Rubus glaucus, commonly known as mora de Castilla or Andean raspberry, is a species of blackberry in the rose family. It is found in Latin America.

== Description ==
Rubus glaucus is a perennial semi-erect climbing shrub. It consists of several round and spiny stems that form the corona of the plant, 1 to 2 cm in diameter, and can grow up to 3 m. The leaves are trifoliate with serrated edges, dark green and white beam beneath. Both stems and leaves are covered by a white powder.

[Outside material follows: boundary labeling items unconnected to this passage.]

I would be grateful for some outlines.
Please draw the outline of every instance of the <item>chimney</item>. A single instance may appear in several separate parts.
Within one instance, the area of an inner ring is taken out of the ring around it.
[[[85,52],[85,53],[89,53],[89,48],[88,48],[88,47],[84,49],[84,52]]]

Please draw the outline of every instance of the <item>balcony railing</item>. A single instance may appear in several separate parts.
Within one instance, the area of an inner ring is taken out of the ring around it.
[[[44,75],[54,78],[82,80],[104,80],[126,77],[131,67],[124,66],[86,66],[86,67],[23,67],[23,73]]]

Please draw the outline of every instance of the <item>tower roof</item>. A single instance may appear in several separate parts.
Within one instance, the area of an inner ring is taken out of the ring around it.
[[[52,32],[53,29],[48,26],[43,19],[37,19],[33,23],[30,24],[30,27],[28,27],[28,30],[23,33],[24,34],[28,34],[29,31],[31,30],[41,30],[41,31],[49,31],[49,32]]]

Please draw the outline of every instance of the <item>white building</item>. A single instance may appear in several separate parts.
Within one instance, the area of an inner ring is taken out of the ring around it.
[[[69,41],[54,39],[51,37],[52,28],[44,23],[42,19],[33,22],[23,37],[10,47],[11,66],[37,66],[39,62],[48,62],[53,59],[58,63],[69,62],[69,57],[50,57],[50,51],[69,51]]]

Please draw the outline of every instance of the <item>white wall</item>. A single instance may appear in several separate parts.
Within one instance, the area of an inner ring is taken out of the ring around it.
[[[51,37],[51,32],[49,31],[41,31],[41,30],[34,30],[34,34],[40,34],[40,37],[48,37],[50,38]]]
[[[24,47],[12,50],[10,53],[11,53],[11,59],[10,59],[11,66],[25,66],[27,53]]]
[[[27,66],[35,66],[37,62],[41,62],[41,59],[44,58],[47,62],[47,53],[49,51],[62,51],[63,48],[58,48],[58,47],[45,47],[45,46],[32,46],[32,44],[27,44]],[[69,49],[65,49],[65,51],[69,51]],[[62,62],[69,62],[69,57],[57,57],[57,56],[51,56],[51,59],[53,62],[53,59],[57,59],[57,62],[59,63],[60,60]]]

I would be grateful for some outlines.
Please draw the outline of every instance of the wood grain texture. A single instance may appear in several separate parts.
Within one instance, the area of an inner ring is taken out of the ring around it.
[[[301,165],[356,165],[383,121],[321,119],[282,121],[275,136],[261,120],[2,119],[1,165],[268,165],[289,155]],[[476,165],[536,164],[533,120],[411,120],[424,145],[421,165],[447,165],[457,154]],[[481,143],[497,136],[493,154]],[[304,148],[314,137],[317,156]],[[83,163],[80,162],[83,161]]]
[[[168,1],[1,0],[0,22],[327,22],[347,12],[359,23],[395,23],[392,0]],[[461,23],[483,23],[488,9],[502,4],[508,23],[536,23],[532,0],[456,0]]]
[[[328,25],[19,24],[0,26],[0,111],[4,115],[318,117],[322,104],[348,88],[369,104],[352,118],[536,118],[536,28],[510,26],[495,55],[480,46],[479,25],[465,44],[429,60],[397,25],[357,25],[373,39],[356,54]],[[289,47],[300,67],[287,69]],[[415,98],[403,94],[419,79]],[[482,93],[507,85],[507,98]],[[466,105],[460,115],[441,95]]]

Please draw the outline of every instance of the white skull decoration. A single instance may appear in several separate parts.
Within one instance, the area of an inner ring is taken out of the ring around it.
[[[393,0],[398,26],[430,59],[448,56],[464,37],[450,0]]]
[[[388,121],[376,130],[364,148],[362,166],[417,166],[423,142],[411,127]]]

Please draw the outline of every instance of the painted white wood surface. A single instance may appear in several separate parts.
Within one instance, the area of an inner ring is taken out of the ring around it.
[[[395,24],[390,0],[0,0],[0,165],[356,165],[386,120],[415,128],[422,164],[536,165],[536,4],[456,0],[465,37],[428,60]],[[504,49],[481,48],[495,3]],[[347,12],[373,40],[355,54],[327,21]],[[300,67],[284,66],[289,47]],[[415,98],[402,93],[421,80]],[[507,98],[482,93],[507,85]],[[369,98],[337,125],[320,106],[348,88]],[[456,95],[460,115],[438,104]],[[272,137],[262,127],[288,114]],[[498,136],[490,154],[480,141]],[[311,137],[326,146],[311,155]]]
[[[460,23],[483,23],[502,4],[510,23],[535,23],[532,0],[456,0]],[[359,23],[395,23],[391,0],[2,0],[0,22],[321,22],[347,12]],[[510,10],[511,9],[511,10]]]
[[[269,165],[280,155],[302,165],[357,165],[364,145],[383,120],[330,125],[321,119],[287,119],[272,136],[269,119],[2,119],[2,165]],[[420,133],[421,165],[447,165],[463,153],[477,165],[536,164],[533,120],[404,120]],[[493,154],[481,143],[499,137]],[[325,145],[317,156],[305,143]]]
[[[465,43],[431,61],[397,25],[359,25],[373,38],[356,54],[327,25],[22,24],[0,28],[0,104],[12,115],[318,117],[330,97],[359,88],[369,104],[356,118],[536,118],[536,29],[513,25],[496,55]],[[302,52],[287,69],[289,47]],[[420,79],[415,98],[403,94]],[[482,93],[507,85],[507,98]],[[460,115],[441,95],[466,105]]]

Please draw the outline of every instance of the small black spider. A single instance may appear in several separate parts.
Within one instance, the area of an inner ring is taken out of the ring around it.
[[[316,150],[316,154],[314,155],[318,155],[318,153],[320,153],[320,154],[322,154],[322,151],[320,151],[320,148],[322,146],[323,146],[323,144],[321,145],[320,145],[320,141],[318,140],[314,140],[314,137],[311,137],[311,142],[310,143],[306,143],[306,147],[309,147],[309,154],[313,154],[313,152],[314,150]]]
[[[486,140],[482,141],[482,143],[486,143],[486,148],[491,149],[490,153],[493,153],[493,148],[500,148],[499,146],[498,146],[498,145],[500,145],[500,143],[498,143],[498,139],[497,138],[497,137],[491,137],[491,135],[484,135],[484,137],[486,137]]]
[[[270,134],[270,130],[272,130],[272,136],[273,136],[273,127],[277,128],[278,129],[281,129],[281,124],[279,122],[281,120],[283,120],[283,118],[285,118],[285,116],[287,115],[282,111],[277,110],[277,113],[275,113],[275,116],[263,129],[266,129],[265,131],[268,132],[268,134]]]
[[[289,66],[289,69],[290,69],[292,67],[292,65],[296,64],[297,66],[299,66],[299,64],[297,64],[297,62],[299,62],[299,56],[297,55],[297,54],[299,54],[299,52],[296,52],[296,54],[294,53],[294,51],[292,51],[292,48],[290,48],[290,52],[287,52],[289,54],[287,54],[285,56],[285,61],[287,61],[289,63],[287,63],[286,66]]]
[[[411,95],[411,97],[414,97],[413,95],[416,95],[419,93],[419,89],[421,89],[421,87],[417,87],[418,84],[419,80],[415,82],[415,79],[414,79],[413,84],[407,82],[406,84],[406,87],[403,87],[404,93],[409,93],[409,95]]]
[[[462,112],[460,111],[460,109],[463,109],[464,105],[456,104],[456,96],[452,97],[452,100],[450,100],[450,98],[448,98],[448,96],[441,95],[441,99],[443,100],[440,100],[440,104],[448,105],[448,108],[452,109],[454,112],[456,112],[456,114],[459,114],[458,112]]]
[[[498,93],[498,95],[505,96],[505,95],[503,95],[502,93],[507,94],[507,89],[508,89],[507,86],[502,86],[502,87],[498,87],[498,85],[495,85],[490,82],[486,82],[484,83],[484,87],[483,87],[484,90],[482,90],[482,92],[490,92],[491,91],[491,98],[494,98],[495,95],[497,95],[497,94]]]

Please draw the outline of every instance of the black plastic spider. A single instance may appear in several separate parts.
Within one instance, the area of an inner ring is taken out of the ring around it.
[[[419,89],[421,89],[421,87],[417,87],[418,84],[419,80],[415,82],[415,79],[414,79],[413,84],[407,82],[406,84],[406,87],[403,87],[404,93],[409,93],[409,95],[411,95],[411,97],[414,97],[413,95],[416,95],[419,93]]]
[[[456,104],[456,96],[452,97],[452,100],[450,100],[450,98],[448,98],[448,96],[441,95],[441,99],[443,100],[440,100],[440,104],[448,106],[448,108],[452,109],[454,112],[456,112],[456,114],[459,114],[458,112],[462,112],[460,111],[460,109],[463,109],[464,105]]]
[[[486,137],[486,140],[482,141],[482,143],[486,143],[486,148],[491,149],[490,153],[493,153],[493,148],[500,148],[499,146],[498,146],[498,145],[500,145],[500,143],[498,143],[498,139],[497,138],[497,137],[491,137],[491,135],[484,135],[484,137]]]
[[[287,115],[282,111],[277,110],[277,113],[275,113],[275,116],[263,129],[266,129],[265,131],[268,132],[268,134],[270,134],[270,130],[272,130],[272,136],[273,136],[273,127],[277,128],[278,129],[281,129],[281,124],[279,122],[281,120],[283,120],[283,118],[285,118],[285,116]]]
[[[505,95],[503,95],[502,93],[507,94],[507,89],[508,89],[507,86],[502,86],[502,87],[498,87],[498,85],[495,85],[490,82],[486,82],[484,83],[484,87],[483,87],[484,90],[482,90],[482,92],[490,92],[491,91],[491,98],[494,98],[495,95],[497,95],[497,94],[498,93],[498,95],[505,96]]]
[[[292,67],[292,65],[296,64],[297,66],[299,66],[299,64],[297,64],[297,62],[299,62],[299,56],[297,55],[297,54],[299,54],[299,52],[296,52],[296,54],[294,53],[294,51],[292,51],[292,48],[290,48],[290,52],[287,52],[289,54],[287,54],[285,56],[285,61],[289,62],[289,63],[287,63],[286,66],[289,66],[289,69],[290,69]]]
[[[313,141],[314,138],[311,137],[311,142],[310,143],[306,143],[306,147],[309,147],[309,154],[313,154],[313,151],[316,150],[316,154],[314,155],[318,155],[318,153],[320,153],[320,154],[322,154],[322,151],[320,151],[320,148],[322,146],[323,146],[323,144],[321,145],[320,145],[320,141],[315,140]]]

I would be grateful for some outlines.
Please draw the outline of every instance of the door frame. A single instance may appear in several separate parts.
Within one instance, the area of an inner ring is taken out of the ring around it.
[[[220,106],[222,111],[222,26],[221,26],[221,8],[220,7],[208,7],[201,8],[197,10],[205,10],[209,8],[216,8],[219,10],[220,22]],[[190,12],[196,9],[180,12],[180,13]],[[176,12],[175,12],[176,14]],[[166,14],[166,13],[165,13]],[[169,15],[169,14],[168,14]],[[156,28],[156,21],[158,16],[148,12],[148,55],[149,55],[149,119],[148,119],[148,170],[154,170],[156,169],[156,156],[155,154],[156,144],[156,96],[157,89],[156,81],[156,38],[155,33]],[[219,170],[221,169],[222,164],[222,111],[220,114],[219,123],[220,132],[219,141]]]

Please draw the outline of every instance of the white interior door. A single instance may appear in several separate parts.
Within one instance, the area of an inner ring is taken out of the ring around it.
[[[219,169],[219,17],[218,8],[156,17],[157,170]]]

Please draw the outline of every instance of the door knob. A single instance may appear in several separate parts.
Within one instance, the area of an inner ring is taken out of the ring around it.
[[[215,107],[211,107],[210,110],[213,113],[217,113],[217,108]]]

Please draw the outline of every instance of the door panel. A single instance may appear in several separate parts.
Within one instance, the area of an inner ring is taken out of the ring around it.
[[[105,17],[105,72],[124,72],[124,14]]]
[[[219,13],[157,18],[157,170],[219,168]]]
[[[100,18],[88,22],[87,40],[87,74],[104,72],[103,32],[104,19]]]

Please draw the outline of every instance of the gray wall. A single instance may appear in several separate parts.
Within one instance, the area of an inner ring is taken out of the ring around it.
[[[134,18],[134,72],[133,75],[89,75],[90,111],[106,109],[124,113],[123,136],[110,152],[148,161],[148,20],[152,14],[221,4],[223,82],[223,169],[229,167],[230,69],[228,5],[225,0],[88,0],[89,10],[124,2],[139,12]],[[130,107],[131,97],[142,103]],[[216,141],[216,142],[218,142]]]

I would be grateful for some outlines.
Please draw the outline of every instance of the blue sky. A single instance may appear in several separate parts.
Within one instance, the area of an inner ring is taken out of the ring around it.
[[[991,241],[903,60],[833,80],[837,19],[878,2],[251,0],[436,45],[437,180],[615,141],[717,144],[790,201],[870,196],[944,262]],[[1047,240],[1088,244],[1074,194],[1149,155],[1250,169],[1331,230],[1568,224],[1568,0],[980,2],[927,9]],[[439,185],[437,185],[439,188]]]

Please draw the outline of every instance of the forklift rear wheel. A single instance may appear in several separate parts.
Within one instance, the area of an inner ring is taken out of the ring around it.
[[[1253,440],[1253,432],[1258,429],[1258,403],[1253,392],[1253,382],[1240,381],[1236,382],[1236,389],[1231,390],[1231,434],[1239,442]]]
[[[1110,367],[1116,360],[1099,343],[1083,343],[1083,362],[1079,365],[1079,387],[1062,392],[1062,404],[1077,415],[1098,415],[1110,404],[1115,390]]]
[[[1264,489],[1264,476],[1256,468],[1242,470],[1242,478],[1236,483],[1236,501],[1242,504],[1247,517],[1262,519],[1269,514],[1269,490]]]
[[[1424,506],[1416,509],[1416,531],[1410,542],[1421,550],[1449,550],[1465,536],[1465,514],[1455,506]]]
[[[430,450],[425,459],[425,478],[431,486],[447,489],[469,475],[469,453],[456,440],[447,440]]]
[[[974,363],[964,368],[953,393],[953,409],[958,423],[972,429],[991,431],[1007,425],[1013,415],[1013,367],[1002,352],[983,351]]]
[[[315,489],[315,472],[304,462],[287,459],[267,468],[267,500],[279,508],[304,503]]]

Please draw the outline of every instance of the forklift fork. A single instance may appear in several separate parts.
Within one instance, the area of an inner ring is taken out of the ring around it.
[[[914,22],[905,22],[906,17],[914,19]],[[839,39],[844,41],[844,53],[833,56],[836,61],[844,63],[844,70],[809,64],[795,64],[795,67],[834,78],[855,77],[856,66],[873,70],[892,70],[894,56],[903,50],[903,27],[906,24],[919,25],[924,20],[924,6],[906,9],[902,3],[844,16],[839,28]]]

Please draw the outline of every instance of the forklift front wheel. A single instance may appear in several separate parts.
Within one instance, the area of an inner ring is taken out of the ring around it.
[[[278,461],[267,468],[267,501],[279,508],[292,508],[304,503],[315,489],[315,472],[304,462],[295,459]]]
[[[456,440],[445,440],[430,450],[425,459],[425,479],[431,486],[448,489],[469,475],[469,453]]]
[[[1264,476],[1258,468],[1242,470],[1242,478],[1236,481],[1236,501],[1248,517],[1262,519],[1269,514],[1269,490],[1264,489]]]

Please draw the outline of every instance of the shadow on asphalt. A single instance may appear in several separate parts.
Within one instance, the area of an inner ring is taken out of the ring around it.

The fruit is similar to a loganberry in terms of taste and utility. It is an ellipsoid compound drupe of 15 to 25 mm at its widest diameter, weighing 3–5 grams, green when formed, becoming red when ripe and then dark and bright purple. It consists of small drupes attached to the receptacle when ripe and fleshy whitish rich in vitamin C, calcium and phosphorus, bittersweet, and suitable for juices, nectars, jams, jellies, ice cream, pastries and confectionery. Fruit production is continuous with two annual peaks. Plants reach maturity and produce fruit after the first year extending through the rest of the plant's life which can be 12 to 20 years.

=== Similar species ===
- Rubus adenotrichos (Schltdl. 1839) wild blackberry
- Rubus bogotensis (Kunth, 1824) Black mulberry
- Rubus giganteus (Benth. 1846) Cat blackberry or Moor blackberry
- Rubus megalococcus (Focke, 1874) Small mora
- Rubus nubigenus (Kunth, 1824) Large mora

==Distribution and habitat==
The plant is found in Latin America from Mexico to Bolivia, including the northern and central Andes. It is native to tropical highlands of northwestern South America and Central America. In Costa Rica it is found in the upper part of the Cordillera de Talamanca and the central volcanic cordillera.

It grows best at temperatures between 12 and 19 C, with relative humidity of 80 to 90%, high sunshine and well-distributed rainfall between 800 and 2,500 mm a year. It prefers elevations between 1,500 and 3,100 m.